Control turnover

Task

Restrict turnover in the optimization process.

Preparation

This presumes that you can do a basic portfolio optimization.  For example, that you have mastered “Passive, no benchmark (minimum variance)”.

  • Portfolio Probe

You need to have the Portfolio Probe package loaded into your R session:

require(PortfolioProbe)

If you don’t have Portfolio Probe, see “Demo or Buy”.

Doing the example

 Doing it

We perform an optimization with a limit on turnover (buys plus sells):

opTurnover <- trade.optimizer(priceVector, 
   variance=xaLWvar06, existing=curPortfol, 
   gross=grossVal, long.only=TRUE, port.size=10, 
   turnover=1e5)

(This command will produce a warning about utility that can be ignored.)

The value of the trade is:

> valuation(opTurnover$trade, priceVector)$total
   gross      net     long    short 
99998.42 19700.18 59849.30 40149.12

We imposed the constraint that the the turnover should be no more than 100,000 currency units.  The trade is very close to that limit — about 1.6 away.

Explanation

The turnover argument takes a number in currency units that gives the upper limit on how much trading (buys plus sells) can take place.  It is possible to give a range for the turnover — so there is a lower limit for turnover as well — but that is unlikely to be of use in optimization.

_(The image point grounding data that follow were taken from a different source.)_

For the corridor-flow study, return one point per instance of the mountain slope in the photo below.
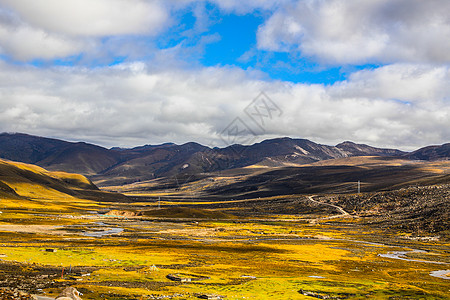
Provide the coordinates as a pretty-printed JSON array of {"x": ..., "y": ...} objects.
[
  {"x": 365, "y": 150},
  {"x": 26, "y": 181},
  {"x": 431, "y": 153},
  {"x": 120, "y": 166},
  {"x": 56, "y": 154}
]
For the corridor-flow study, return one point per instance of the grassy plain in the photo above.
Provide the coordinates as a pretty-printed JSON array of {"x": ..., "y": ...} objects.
[
  {"x": 242, "y": 259},
  {"x": 50, "y": 239}
]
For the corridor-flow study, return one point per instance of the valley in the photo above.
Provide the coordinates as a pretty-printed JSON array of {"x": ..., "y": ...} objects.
[{"x": 259, "y": 231}]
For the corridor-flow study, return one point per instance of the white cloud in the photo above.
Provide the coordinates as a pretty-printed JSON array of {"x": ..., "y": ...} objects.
[
  {"x": 132, "y": 104},
  {"x": 60, "y": 28},
  {"x": 354, "y": 31},
  {"x": 25, "y": 43},
  {"x": 92, "y": 17}
]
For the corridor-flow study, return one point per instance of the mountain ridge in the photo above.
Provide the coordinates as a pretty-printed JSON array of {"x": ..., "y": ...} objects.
[{"x": 169, "y": 159}]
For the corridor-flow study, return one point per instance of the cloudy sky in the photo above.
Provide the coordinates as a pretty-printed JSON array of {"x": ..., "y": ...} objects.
[{"x": 134, "y": 72}]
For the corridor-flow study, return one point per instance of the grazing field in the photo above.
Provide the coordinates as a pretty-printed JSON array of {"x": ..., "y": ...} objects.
[
  {"x": 117, "y": 257},
  {"x": 58, "y": 230}
]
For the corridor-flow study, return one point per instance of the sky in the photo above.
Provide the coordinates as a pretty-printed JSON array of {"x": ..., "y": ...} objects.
[{"x": 133, "y": 72}]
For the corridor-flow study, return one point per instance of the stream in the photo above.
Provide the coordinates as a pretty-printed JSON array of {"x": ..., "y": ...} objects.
[{"x": 103, "y": 232}]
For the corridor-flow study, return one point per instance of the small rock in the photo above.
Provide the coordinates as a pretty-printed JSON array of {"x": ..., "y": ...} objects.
[{"x": 69, "y": 293}]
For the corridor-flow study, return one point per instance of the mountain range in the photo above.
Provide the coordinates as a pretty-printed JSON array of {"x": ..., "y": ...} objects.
[{"x": 126, "y": 165}]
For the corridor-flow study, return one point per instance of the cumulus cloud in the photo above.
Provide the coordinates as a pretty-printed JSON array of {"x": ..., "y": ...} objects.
[
  {"x": 92, "y": 17},
  {"x": 62, "y": 28},
  {"x": 355, "y": 32},
  {"x": 131, "y": 104},
  {"x": 24, "y": 42}
]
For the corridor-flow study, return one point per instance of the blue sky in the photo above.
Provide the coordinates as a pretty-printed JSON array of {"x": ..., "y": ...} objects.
[{"x": 132, "y": 72}]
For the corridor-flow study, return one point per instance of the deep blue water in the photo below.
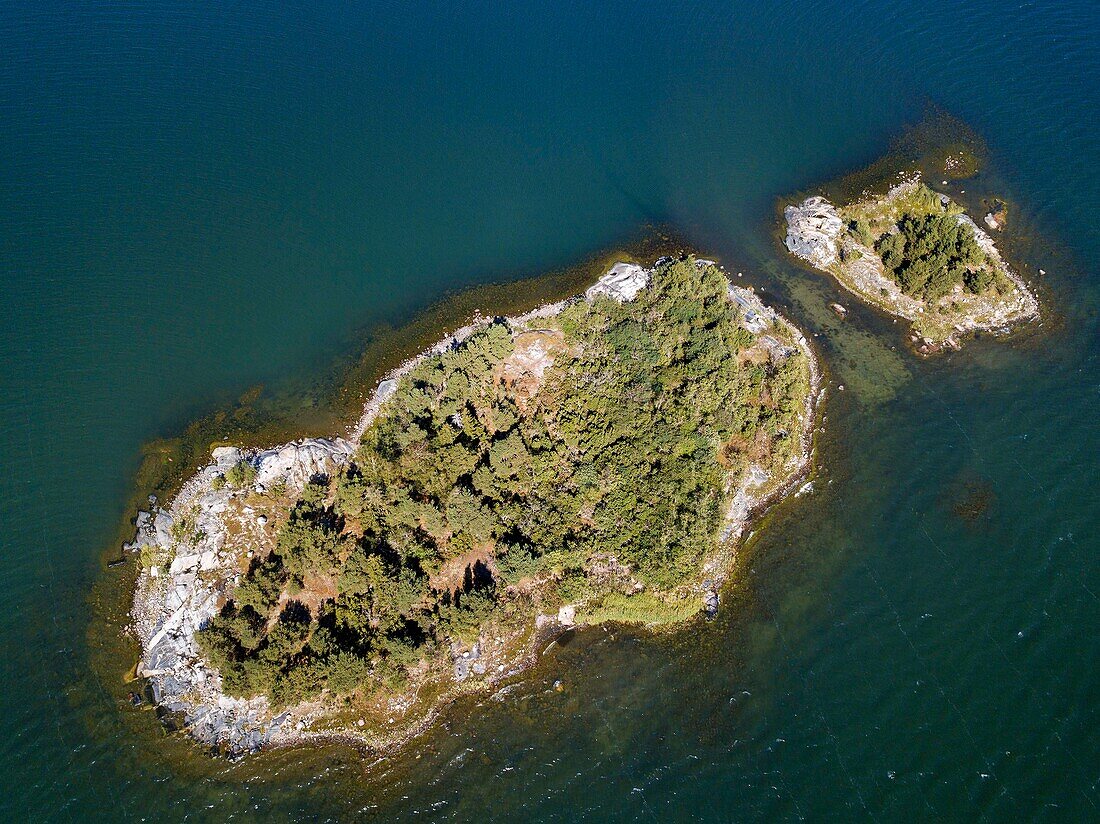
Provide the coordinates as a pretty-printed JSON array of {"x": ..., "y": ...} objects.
[{"x": 199, "y": 197}]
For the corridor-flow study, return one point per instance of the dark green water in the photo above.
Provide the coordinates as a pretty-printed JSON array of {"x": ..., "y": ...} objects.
[{"x": 197, "y": 198}]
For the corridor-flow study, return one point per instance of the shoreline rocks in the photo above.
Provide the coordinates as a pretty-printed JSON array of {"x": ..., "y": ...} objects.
[{"x": 196, "y": 559}]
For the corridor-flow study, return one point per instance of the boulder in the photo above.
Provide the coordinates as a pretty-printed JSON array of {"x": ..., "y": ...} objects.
[
  {"x": 295, "y": 464},
  {"x": 812, "y": 229},
  {"x": 622, "y": 283}
]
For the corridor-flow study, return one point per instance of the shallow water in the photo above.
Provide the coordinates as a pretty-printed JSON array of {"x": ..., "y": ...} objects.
[{"x": 197, "y": 199}]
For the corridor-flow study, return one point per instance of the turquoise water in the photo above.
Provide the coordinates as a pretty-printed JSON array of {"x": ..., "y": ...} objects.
[{"x": 196, "y": 198}]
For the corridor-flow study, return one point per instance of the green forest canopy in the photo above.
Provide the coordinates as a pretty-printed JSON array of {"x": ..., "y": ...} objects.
[{"x": 623, "y": 451}]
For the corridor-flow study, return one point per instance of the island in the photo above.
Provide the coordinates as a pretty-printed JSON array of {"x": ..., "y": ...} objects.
[
  {"x": 594, "y": 460},
  {"x": 916, "y": 254}
]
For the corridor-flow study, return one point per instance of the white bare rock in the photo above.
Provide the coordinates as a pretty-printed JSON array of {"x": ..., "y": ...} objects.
[
  {"x": 295, "y": 464},
  {"x": 812, "y": 229},
  {"x": 622, "y": 283}
]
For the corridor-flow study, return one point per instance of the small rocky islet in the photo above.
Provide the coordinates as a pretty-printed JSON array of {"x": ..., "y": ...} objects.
[
  {"x": 915, "y": 253},
  {"x": 594, "y": 460}
]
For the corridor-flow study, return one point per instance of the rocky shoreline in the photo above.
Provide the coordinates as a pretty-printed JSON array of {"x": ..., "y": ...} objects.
[
  {"x": 193, "y": 549},
  {"x": 817, "y": 233}
]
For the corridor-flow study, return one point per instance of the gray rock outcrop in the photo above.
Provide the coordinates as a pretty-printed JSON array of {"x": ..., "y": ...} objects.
[{"x": 812, "y": 229}]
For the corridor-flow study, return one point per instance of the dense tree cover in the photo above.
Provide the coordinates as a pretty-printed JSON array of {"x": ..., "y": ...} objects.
[
  {"x": 465, "y": 490},
  {"x": 931, "y": 254}
]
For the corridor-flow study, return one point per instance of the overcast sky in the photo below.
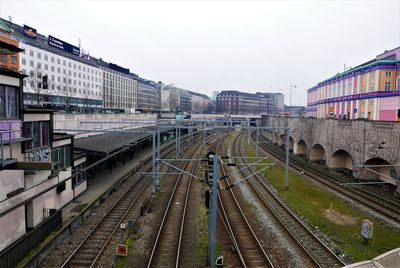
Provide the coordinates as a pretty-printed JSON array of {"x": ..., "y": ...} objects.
[{"x": 207, "y": 46}]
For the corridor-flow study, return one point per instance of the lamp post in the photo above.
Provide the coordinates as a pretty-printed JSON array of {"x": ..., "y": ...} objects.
[{"x": 291, "y": 86}]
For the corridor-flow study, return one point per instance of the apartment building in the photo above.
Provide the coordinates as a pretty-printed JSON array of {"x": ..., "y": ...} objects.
[
  {"x": 120, "y": 87},
  {"x": 236, "y": 102},
  {"x": 35, "y": 164},
  {"x": 58, "y": 74},
  {"x": 368, "y": 91},
  {"x": 148, "y": 96}
]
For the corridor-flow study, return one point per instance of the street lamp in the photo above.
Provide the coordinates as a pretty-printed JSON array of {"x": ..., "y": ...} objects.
[{"x": 291, "y": 86}]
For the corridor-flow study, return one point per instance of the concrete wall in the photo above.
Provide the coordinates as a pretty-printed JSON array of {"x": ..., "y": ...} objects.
[{"x": 362, "y": 140}]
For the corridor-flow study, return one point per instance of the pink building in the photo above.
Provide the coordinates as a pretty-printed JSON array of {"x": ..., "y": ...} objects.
[{"x": 369, "y": 91}]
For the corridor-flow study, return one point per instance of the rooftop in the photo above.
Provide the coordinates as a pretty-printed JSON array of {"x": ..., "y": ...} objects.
[{"x": 113, "y": 141}]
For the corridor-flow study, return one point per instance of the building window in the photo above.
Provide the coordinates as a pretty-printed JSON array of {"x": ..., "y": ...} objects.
[
  {"x": 61, "y": 157},
  {"x": 39, "y": 131},
  {"x": 398, "y": 82},
  {"x": 387, "y": 86},
  {"x": 9, "y": 105},
  {"x": 81, "y": 176}
]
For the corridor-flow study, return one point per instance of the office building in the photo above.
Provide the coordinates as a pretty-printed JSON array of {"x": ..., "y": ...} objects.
[{"x": 368, "y": 91}]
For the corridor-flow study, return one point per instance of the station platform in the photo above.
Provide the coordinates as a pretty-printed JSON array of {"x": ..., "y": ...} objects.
[
  {"x": 386, "y": 260},
  {"x": 100, "y": 183}
]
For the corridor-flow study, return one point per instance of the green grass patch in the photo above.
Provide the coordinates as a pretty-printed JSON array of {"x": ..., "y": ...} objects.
[
  {"x": 202, "y": 219},
  {"x": 121, "y": 260},
  {"x": 332, "y": 215}
]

The example command produces a warning.  The warning is because the default utility is to maximize the information ratio but the command does not include expected returns.  Hence the default utility can not be done and it switches to minimizing variance.  The easiest way to avoid the warning is to specify the utility.  The other way to avoid the warning is to suppress it via the do.warn mechanism.

It is good practice to eliminate all of the warnings that you expect so that you always pay attention to warnings.  Unexpected warnings may well be an indication of a mistake.